To take fear and bias out of the process, a multidisciplinary group has developed an automated method to report medication errors. The system, called Medication Event Markers (MEM), red-flags mistakes by the type of drug, the time it occurred and the unit where it happened.
Still in its infancy, MEMS is being tested in the Weinberg and surgery intensive care units, because it can pull information from Eclypsis, a point-of-care clinical data system. These medication-event triggers don’t necessarily indicate actual harm to patients, but they are valuable for tracking error trends and highlighting areas for improvement.
A medication-event marker is an automated algorithm that identifies the toxic side effects, or triggers, of an overdose with certain clinical indicators.
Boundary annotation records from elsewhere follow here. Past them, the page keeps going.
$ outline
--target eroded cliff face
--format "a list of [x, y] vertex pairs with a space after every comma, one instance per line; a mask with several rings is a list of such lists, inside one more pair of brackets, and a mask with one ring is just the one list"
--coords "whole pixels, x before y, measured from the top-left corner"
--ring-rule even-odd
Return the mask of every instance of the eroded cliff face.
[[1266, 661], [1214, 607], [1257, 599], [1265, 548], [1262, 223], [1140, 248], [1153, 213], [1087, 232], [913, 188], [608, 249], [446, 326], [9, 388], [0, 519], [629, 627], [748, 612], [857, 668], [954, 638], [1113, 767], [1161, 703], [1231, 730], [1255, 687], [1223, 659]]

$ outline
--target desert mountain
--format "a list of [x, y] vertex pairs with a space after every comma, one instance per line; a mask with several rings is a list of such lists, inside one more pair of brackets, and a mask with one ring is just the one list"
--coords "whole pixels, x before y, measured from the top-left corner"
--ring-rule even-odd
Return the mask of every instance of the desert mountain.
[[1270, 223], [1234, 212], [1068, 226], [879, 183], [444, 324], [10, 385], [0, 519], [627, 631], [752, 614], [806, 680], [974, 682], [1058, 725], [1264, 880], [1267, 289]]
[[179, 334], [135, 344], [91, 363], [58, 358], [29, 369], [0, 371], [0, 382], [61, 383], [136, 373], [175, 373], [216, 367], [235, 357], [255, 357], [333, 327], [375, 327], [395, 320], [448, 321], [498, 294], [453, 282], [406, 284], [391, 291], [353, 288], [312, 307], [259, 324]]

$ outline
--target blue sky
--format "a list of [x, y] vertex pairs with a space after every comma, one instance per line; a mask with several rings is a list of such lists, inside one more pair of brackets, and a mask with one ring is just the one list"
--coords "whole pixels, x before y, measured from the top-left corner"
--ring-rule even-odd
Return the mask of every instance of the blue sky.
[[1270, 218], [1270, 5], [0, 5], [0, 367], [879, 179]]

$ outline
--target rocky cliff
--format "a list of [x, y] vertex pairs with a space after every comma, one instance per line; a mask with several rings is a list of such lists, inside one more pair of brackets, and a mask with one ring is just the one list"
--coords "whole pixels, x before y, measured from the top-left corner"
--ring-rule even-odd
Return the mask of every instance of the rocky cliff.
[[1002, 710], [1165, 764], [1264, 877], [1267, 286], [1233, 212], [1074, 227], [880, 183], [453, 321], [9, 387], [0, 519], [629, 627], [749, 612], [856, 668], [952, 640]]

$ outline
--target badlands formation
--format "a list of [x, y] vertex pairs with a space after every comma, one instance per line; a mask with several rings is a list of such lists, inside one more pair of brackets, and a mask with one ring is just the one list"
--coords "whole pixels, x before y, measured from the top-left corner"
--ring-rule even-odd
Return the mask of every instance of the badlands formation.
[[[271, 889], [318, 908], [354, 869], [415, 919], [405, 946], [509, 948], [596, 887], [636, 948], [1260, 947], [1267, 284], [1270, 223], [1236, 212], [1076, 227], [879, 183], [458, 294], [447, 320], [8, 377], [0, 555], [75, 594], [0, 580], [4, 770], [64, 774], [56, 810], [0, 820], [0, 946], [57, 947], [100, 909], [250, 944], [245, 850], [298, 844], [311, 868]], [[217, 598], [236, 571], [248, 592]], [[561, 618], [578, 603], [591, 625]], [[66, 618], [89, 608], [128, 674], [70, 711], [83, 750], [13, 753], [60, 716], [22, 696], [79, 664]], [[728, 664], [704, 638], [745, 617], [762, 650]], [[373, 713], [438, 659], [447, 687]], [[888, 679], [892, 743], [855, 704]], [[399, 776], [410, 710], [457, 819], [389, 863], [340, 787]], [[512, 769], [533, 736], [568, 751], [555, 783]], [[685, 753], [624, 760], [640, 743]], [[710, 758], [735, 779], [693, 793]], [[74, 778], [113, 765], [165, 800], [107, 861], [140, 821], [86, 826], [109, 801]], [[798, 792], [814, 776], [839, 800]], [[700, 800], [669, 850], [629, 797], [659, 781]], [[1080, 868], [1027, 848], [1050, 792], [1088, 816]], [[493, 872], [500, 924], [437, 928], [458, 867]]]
In setting up the system, the group—intensive care units, pharmacy, nursing, risk management, information technology, the Hopkins Hospital patient safety committee, and the Center for Innovation in Quality Patient Care—focused on medications whose high use and mis-dosage could have devastating consequences for patients. These include narcotics, anticoagulants and insulin.
The system’s mathematical formula takes into account exceptions to the rule.
Implementation of the clinical physician order entry system at Hopkins, scheduled by this autumn, should increase the potential for more widespread use of MEMS.